Testing and Timing Analysis

Once you have written your implementation of topK, you should use our provided tests to confirm that the function works correctly. Additionally, you should add at least 1-2 more tests of your own to confirm that your function behaves as expected in all circumstances. When writing these tests, you should make use of the two asStream helper functions that we've provided with the starter code, which allow you to construct data streams from Vector<DataPoint> and ranges of int priorities. The stringstream return type of these functions is a type of istream, which means that you can pass the returned streams directly into the topK function. Note that for most of the provided tests, we choose to use the empty string as the name field of the DataPoint, since we really only care about the priority value – feel free to do the same in your student tests.

Finally, you should predict what you think the Big-O of the topK operation is when using a PQSortedArray as your auxiliary data structure.

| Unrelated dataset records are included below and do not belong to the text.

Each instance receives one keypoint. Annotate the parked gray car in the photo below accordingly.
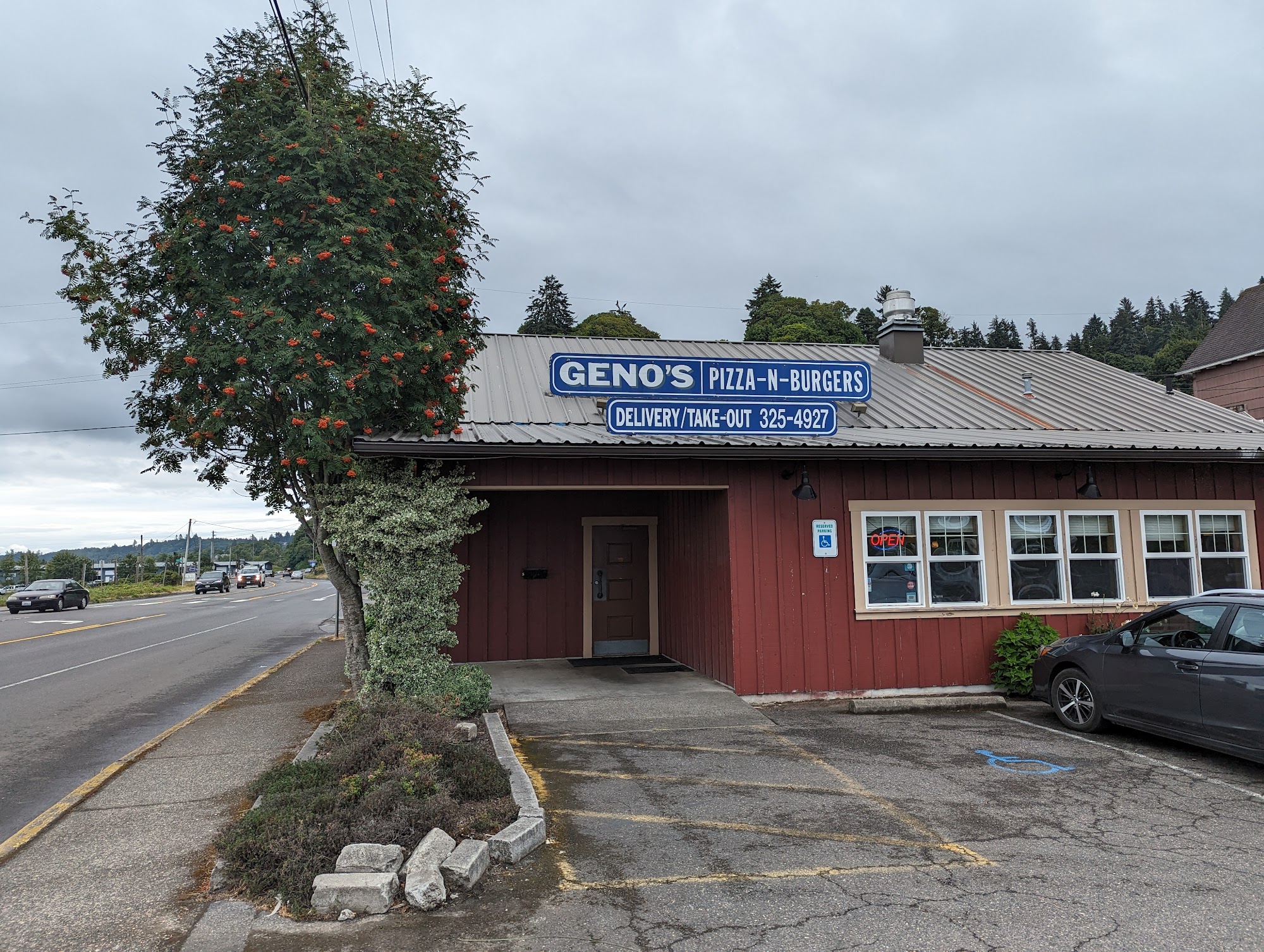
(1193, 671)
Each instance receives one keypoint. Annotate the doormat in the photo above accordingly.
(617, 661)
(657, 669)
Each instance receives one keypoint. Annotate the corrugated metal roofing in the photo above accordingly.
(960, 398)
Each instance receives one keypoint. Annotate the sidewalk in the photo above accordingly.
(117, 873)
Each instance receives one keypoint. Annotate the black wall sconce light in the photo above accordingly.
(803, 492)
(1089, 490)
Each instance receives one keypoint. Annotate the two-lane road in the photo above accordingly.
(79, 690)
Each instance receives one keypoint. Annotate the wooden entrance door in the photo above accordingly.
(621, 591)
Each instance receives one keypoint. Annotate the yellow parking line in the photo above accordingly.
(576, 886)
(83, 628)
(708, 782)
(759, 829)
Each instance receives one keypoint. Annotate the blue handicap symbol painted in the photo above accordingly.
(1012, 764)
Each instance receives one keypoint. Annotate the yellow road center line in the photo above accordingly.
(759, 829)
(708, 782)
(576, 886)
(84, 628)
(90, 787)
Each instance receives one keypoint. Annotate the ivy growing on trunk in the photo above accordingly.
(303, 279)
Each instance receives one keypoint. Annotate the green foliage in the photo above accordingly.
(1017, 650)
(619, 323)
(387, 773)
(400, 528)
(549, 312)
(793, 319)
(305, 275)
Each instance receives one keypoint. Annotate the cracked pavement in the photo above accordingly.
(820, 830)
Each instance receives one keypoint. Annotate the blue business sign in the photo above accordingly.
(611, 375)
(676, 415)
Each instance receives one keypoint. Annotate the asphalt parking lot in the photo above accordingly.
(818, 830)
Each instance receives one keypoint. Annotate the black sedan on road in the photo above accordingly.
(49, 595)
(1193, 671)
(218, 580)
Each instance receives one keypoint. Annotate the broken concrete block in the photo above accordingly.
(425, 889)
(518, 840)
(432, 851)
(358, 892)
(370, 858)
(467, 864)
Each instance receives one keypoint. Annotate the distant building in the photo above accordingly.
(1228, 369)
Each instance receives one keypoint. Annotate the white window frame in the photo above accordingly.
(981, 559)
(921, 559)
(1095, 557)
(1193, 556)
(1061, 558)
(1247, 544)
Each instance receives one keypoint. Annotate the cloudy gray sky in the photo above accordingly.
(1014, 159)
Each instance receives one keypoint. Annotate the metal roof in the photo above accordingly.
(961, 399)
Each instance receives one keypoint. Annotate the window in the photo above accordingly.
(1247, 633)
(1189, 628)
(955, 557)
(1169, 554)
(893, 566)
(1094, 559)
(1036, 557)
(1223, 551)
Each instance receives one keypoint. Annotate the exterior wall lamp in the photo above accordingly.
(803, 492)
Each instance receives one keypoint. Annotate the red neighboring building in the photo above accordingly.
(960, 501)
(1228, 367)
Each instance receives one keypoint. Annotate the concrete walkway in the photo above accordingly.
(556, 697)
(118, 873)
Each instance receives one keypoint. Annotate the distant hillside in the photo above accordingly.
(248, 547)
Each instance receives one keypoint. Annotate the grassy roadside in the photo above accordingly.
(125, 591)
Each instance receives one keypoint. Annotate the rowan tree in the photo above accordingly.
(303, 279)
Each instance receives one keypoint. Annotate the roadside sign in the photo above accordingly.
(612, 375)
(669, 415)
(825, 538)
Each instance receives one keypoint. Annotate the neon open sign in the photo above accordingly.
(888, 539)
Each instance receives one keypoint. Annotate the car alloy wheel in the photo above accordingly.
(1075, 702)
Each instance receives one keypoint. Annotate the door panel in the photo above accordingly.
(1156, 677)
(621, 590)
(1233, 683)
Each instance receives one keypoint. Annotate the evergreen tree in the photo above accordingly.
(869, 323)
(1227, 302)
(1004, 336)
(549, 312)
(1126, 331)
(971, 337)
(768, 290)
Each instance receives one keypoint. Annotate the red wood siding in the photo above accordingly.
(695, 623)
(791, 616)
(1241, 384)
(506, 618)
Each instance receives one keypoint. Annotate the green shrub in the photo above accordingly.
(389, 773)
(1017, 650)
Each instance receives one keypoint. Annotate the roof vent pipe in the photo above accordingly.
(901, 338)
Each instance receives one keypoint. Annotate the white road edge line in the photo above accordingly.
(1195, 774)
(157, 644)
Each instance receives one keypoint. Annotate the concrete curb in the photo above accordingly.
(942, 702)
(528, 833)
(92, 786)
(520, 784)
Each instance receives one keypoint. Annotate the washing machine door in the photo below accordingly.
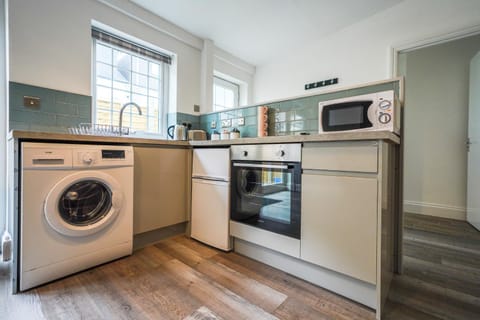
(83, 203)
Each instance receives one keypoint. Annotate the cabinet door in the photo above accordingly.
(162, 187)
(339, 224)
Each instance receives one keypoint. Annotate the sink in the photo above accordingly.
(145, 135)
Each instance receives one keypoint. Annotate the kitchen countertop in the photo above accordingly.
(336, 136)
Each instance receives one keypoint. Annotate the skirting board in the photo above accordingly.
(356, 290)
(435, 209)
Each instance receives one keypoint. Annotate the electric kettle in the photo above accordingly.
(177, 132)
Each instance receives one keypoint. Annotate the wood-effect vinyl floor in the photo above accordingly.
(178, 278)
(441, 278)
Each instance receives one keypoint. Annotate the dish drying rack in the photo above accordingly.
(99, 130)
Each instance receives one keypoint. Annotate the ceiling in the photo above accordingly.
(258, 30)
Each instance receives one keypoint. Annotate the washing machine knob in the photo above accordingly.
(87, 158)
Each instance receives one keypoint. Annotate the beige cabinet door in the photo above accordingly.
(339, 224)
(162, 187)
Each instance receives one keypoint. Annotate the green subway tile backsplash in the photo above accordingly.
(287, 117)
(58, 110)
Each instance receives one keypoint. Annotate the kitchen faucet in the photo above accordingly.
(121, 114)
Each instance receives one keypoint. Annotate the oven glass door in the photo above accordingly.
(267, 195)
(346, 116)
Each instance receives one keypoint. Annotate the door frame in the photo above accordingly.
(395, 51)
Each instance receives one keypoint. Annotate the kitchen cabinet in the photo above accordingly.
(339, 224)
(350, 211)
(162, 187)
(339, 207)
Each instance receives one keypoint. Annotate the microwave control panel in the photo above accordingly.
(370, 112)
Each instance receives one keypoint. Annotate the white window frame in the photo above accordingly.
(164, 93)
(235, 87)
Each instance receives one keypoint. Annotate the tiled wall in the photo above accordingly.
(179, 118)
(58, 110)
(289, 117)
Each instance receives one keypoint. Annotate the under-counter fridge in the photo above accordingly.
(211, 197)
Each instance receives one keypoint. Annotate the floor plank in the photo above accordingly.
(177, 277)
(441, 278)
(173, 280)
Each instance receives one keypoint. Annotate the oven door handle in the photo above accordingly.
(266, 166)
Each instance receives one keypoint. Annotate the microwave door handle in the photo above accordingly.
(264, 166)
(372, 114)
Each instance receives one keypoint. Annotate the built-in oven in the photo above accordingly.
(266, 185)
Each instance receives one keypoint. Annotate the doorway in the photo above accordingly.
(441, 251)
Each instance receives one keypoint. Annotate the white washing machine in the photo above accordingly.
(76, 209)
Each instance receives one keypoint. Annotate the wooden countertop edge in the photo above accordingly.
(337, 136)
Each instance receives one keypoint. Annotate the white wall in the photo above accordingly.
(50, 44)
(362, 52)
(3, 114)
(234, 69)
(436, 126)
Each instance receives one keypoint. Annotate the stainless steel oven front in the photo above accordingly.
(266, 183)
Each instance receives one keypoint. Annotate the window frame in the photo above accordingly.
(226, 84)
(164, 89)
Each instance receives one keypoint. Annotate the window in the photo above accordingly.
(225, 94)
(126, 72)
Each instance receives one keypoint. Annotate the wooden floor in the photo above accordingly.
(441, 277)
(179, 278)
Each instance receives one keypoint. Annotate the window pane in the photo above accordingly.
(152, 124)
(139, 65)
(121, 79)
(139, 83)
(225, 94)
(103, 53)
(104, 97)
(141, 100)
(103, 116)
(124, 78)
(153, 87)
(119, 99)
(104, 74)
(229, 99)
(153, 105)
(154, 70)
(121, 60)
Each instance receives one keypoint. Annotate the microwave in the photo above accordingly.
(378, 111)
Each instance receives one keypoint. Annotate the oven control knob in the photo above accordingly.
(384, 118)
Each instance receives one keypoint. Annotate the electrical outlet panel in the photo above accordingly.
(322, 83)
(226, 123)
(31, 102)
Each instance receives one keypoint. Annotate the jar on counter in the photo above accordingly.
(235, 133)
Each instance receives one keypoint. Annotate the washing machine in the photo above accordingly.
(76, 209)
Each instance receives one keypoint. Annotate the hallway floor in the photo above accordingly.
(441, 277)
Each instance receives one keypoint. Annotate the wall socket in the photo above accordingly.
(31, 102)
(322, 83)
(226, 123)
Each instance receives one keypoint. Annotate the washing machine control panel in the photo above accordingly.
(103, 157)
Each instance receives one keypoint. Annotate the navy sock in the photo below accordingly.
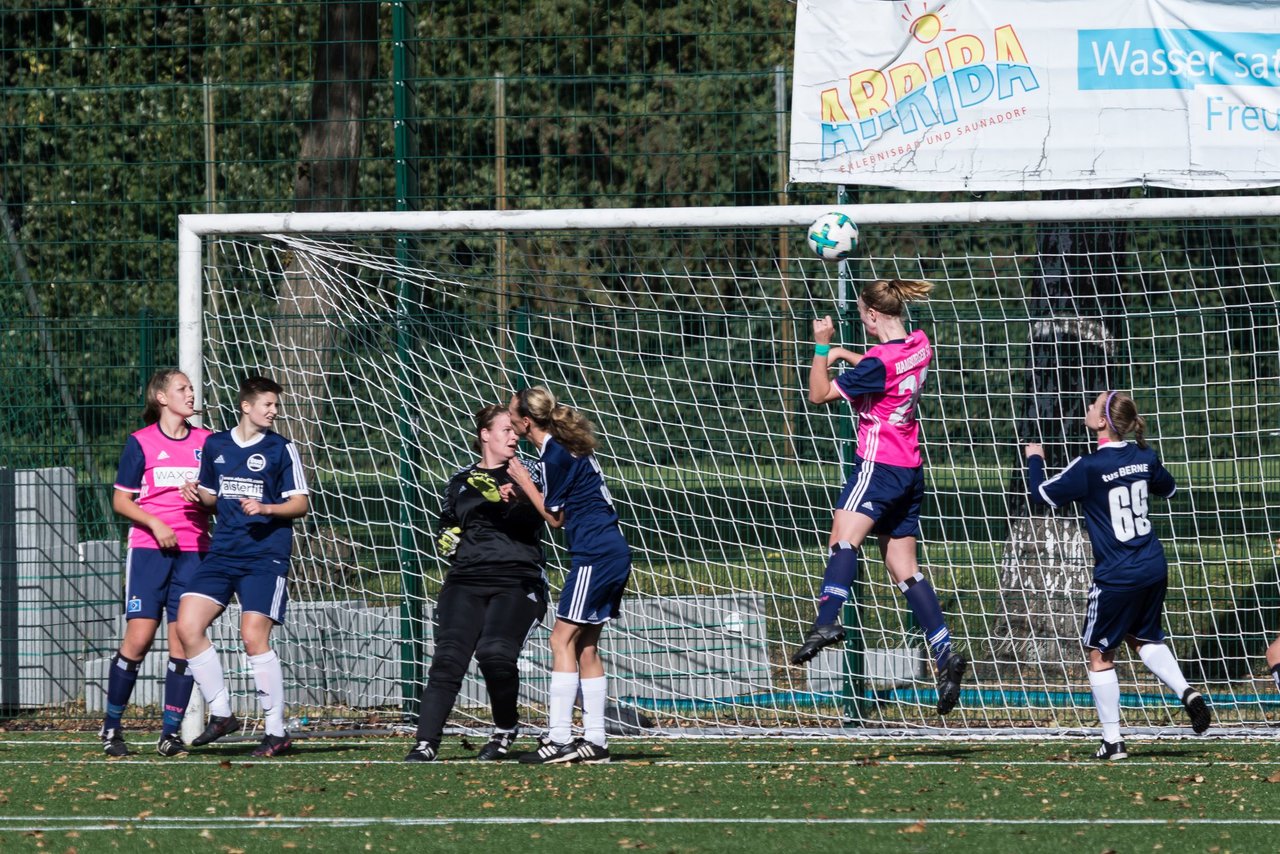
(119, 689)
(178, 683)
(928, 615)
(837, 581)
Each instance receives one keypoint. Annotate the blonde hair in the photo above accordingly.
(890, 296)
(158, 384)
(571, 428)
(1121, 415)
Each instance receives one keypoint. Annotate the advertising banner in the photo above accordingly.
(1037, 94)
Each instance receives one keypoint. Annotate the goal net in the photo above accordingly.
(686, 337)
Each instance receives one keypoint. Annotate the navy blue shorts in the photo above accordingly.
(154, 581)
(259, 590)
(1115, 615)
(890, 494)
(593, 592)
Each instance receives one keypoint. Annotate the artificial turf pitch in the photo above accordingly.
(773, 795)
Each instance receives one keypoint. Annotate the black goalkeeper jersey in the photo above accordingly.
(501, 539)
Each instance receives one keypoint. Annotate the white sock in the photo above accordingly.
(563, 692)
(1160, 661)
(1106, 698)
(270, 690)
(594, 697)
(208, 671)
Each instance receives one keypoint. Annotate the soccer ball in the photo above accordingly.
(833, 237)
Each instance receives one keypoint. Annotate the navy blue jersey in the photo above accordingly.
(1112, 487)
(576, 487)
(266, 470)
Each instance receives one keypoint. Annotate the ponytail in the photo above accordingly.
(158, 384)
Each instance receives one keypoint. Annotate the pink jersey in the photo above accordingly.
(883, 389)
(155, 466)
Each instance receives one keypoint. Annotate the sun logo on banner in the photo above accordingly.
(926, 27)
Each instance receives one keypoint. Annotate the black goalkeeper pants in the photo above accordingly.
(490, 622)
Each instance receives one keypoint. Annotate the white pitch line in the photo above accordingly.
(13, 823)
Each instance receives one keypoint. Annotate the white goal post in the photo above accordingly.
(685, 336)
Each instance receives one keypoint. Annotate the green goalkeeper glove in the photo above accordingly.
(485, 485)
(448, 540)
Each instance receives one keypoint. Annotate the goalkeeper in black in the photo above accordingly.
(494, 593)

Then, run some time trials to determine the runtime of the topK operation. This runtime should be expressed in terms of two distinct variables: n, which represents the total number of elements in the data stream, and k, which represents the number of "top" elements that you are searching for. As you did in the last assignment, you should approach this task by first picking a fixed value of k and then varying different values (at least 4 distinct magnitudes) of n to see the relationship between the growth of n and the growth of the runtime. We have provided a timing test in the starter code that provides a framework on how to do this, so make sure to use that as a starting point. Then, switch it up and run some time trials that vary k while keeping n constant to figure out the relationship with k. Do the timing results match up with your prediction of the runtime?

Answer the following questions in short_answer.txt:

  • Q8. Given the runtime of PQSortedArray enqueue/dequeue, what will be the runtime of topK? Run some timing trials to confirm your prediction, and include the data you collected in your final answer.